Too like the lightning: Terra Ignota #1 by Ada Palmer

too-like-Cover

Publication Date: May 10, 2016

Publisher: Tor Books

Targeted Audience: Adults

Genre: Science-fiction

 

Blurb: Mycroft Canner is a convict. For his crimes he is required, as is the custom of the 25th century, to wander the world being as useful as he can to all he meets. Carlyle Foster is a sensayer–a spiritual counselor in a world that has outlawed the public practice of religion, but which also knows that the inner lives of humans cannot be wished away.

The world into which Mycroft and Carlyle have been born is as strange to our 21st-century eyes as ours would be to a native of the 1500s. It is a hard-won utopia built on technologically-generated abundance, and also on complex and mandatory systems of labeling all public writing and speech. What seem to us normal gender distinctions are now distinctly taboo in most social situations. And most of the world’s population is affiliated with globe-girdling clans of the like-minded, whose endless economic and cultural competition is carefully managed by central planners of inestimable subtlety. To us it seems like a mad combination of heaven and hell. To them, it seems like normal life.

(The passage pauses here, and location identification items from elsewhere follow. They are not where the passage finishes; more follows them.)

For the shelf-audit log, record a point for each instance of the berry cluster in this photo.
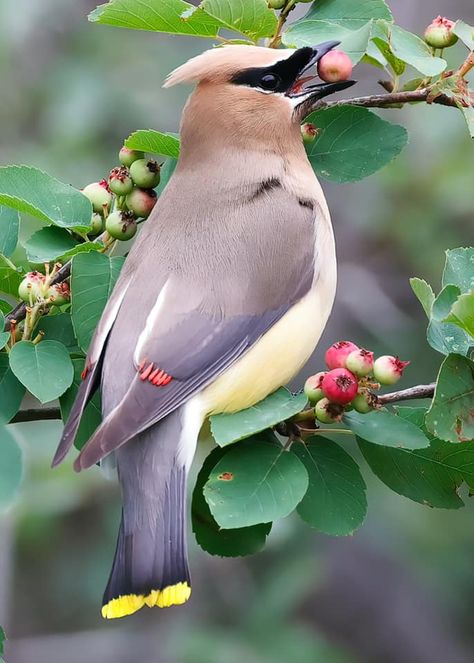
(125, 197)
(347, 385)
(439, 33)
(37, 287)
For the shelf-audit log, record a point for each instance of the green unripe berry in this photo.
(97, 225)
(120, 181)
(32, 287)
(327, 412)
(121, 225)
(141, 201)
(59, 294)
(145, 173)
(362, 402)
(99, 195)
(128, 156)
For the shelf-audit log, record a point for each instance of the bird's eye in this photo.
(270, 81)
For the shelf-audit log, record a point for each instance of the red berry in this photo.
(128, 156)
(309, 132)
(335, 66)
(336, 355)
(388, 369)
(141, 201)
(120, 181)
(312, 387)
(340, 386)
(360, 362)
(439, 34)
(327, 412)
(99, 195)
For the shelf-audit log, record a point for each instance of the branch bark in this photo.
(420, 391)
(392, 100)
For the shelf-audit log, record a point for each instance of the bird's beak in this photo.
(301, 92)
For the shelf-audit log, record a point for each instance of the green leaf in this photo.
(335, 502)
(443, 336)
(398, 66)
(93, 277)
(429, 476)
(9, 225)
(252, 18)
(451, 415)
(281, 405)
(172, 16)
(465, 33)
(10, 277)
(459, 269)
(348, 13)
(353, 143)
(212, 539)
(45, 369)
(53, 243)
(149, 140)
(11, 391)
(424, 293)
(462, 313)
(10, 470)
(30, 190)
(387, 429)
(58, 328)
(411, 49)
(311, 31)
(256, 481)
(92, 415)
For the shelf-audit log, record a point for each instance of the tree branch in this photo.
(36, 414)
(393, 99)
(420, 391)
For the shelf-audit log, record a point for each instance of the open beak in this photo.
(301, 91)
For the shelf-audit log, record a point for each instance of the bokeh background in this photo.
(401, 589)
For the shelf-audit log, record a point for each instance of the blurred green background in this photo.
(401, 589)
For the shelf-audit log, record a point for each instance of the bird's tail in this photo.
(150, 567)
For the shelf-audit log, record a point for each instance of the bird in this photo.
(221, 300)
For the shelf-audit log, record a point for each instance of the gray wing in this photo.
(193, 318)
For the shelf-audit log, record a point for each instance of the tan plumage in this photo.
(225, 293)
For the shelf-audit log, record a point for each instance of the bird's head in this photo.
(261, 89)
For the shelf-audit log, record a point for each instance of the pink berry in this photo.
(360, 362)
(340, 386)
(312, 387)
(439, 34)
(336, 355)
(327, 412)
(388, 369)
(335, 66)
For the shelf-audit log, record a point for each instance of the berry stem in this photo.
(275, 41)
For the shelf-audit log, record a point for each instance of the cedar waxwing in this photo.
(221, 300)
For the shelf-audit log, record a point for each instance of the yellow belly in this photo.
(276, 358)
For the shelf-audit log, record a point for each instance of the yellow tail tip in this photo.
(162, 598)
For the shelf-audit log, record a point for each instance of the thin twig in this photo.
(420, 391)
(36, 414)
(393, 99)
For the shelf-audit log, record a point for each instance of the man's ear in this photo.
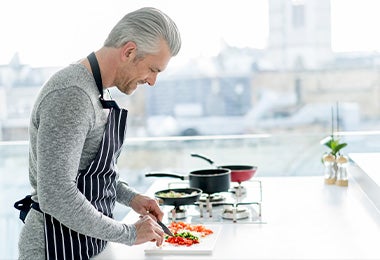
(129, 50)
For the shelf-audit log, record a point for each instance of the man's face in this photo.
(136, 71)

And in this world, Mycroft and Carlyle have stumbled on the wild card that may destabilize the system: the boy Bridger, who can effortlessly make his wishes come true. Who can, it would seem, bring inanimate objects to life…

[Note: I received a free copy of this book from Netgalley in exchange for an honest review]

{I haven’t included the entire blurb from Goodreads cause that is just waaaaay too huge. I have also decided to not include number of pages in the beginning anymore because I believe that it shouldn’t interfere with deciding whether you should read a book or not}

When I requested this book I wasn’t thinking much. I had requested about 20-25 books and I kind of knew that almost 0% would accept my requests because I was new to netgalley.

However, when I got an email saying this books request was accepted I was super excited but also super nervous. Excited because it was the first book that was accepted and nervous because… it was adult sci-fi.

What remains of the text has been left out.